Each share of Series A Convertible Preferred Stock is convertible, at the option of the holder, at any time after the date of issuance of such share, into shares of Special-Voting Common Stock on a 1 to 1 conversion rate subject to customary anti-dilution adjustments and upon the issuance of additional common shares for no consideration or consideration less than the conversion price of the Series A Convertible Preferred Stock. Each share of Series B Convertible Preferred Stock, Series C Convertible Preferred Stock and Series D Convertible Preferred Stock shall be convertible, at the option of the holder, at any time after the date of issuance into shares of Common Stock on a 1 to 1 conversion rate subject to customary anti-dilution adjustments and upon the issuance of additional common shares for no consideration or consideration less than the conversion price of the respective series of Convertible Preferred Stock.

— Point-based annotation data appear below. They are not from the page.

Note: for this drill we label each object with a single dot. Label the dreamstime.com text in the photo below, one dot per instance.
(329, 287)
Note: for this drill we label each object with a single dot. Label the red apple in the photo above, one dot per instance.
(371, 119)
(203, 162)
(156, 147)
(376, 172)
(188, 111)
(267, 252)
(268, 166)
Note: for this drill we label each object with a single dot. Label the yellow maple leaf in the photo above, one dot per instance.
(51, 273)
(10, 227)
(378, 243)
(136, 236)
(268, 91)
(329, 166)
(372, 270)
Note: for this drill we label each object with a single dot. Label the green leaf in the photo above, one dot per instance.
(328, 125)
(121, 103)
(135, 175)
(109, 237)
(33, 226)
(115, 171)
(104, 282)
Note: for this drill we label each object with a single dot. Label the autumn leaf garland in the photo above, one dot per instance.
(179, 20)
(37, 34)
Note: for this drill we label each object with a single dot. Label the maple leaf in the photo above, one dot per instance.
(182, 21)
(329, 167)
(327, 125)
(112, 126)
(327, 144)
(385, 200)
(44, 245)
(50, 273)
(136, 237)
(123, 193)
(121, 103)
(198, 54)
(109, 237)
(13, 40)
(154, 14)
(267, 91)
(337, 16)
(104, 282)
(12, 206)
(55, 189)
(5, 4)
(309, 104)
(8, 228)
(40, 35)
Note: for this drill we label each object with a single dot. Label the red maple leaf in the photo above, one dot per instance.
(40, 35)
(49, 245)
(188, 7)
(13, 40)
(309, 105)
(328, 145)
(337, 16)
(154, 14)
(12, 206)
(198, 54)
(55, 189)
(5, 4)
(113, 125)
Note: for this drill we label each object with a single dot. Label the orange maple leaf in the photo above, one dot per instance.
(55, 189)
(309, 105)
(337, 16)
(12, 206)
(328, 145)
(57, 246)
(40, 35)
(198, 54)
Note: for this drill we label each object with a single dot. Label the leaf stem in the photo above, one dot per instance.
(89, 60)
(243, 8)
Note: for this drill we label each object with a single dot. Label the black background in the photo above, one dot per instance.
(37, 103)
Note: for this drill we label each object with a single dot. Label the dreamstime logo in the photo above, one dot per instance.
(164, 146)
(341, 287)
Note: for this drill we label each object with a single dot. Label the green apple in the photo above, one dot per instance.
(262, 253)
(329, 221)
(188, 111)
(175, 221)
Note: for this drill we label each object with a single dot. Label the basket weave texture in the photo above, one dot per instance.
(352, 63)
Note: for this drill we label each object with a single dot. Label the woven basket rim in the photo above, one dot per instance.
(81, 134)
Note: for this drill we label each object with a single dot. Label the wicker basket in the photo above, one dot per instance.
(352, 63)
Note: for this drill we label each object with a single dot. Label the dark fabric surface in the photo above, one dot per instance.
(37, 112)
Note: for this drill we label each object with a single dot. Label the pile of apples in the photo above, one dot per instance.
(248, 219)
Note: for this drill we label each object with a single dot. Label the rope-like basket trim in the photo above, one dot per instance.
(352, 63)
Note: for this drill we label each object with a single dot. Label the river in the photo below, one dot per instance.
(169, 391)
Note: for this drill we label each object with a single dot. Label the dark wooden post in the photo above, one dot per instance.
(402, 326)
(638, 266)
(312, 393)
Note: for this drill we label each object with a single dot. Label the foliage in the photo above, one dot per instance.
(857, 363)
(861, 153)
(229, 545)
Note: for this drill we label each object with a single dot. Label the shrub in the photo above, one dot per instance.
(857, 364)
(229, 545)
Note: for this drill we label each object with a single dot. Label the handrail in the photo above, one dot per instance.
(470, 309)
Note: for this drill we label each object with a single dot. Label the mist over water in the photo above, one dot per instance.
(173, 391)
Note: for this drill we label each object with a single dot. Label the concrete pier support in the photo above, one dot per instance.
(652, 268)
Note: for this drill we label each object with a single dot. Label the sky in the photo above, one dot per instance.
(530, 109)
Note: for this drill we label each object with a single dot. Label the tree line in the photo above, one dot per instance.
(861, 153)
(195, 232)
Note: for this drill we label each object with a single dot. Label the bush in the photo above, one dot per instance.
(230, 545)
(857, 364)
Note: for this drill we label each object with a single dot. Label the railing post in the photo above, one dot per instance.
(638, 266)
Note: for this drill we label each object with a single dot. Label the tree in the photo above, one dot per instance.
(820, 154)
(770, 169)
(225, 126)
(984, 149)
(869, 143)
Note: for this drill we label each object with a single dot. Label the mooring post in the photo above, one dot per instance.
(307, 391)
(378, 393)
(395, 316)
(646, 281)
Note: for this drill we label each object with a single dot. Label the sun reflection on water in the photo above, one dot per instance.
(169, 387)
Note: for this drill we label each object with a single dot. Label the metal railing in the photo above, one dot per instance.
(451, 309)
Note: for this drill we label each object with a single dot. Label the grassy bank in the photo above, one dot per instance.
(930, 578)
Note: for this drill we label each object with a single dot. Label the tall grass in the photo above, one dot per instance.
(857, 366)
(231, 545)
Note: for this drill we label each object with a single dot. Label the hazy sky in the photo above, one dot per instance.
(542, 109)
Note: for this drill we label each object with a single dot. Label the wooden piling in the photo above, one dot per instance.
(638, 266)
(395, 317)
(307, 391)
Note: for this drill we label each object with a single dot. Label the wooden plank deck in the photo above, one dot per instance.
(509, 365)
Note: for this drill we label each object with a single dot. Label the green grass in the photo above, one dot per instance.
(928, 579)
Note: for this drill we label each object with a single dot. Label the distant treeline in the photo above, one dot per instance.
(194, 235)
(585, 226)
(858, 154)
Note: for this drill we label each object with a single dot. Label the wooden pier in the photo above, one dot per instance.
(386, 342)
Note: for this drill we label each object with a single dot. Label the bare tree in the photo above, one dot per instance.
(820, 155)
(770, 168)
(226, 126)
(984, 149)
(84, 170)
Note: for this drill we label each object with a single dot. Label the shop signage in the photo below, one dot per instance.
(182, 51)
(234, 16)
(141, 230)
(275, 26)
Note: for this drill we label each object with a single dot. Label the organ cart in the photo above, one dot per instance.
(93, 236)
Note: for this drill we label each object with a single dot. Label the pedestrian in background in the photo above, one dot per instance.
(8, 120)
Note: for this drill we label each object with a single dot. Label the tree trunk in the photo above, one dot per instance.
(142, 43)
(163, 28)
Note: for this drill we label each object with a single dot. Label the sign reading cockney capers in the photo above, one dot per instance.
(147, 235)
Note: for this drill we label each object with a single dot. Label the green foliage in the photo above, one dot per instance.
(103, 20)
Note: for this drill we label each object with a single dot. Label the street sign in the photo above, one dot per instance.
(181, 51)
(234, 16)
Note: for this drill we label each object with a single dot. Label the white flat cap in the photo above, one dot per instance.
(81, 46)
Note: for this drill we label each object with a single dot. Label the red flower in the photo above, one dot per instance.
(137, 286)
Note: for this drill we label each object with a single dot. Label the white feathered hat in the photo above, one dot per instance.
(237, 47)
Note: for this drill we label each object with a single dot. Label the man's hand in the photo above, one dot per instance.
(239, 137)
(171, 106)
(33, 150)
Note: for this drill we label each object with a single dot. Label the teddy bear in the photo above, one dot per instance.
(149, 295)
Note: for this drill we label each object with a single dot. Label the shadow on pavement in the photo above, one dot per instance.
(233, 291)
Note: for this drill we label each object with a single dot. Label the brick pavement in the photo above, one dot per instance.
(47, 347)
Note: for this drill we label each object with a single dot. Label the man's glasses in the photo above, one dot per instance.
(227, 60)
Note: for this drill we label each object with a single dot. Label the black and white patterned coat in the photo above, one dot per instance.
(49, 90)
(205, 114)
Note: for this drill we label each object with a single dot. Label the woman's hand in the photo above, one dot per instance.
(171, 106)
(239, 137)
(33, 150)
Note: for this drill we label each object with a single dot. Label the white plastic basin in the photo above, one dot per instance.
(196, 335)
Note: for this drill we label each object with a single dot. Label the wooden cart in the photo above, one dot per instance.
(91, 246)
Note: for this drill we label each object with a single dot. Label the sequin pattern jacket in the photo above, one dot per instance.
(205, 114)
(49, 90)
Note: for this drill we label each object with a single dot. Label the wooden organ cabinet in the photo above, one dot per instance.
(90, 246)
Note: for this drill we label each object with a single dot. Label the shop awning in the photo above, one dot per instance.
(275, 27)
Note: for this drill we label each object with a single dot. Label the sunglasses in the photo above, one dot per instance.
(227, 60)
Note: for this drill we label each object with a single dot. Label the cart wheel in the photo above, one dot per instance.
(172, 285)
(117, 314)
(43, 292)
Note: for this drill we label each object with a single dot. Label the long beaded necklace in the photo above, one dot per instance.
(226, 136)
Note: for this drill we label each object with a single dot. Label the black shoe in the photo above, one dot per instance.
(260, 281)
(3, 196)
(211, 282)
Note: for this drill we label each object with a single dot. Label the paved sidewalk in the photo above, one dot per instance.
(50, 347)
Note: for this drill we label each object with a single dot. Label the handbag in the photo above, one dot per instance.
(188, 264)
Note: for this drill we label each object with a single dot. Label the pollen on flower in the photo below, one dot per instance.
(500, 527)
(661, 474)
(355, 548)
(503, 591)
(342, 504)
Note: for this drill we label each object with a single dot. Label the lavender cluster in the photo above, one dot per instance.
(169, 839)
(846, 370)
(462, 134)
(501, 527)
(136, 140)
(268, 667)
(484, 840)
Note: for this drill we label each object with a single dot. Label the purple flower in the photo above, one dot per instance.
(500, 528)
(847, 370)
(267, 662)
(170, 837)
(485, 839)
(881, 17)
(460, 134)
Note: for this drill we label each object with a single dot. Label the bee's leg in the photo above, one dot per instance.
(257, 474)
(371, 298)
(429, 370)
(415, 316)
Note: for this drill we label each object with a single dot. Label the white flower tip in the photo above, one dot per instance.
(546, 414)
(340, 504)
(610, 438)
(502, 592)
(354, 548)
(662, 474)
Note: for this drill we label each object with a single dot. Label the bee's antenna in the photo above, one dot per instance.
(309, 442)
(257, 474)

Upon the earlier to occur of (i) the election of the Convertible Preferred Stock by (A) the consent or vote of the majority holders of the Convertible Preferred Stock (voting together as a single class and not as separate series, and on an as-converted basis) and (B) the consent or vote of the majority holders of Series D Convertible Preferred Stock (voting together as a single class, and on an as-converted basis) or (ii) the closing of a firm commitment underwritten initial public offering pursuant to an effective registration statement filed under the Securities Act of 1933, as amended (the "Securities Act"), covering the offer and sale of shares of Common Stock in which the aggregate gross proceeds to the Company are at least $80,000,000 at a public offering price per share equal to at least three times the Series D Convertible Preferred Stock Conversion Price of $10.27, (X) each share of Series A Convertible Preferred Stock shall automatically be converted into shares of Special-Voting Common Stock on a 1 for 1 basis, and (Y) each share of Series B Convertible Preferred Stock, Series C Convertible Preferred Stock and Series D Convertible Preferred Stock shall automatically be converted into Common Stock on a 1 for 1 basis.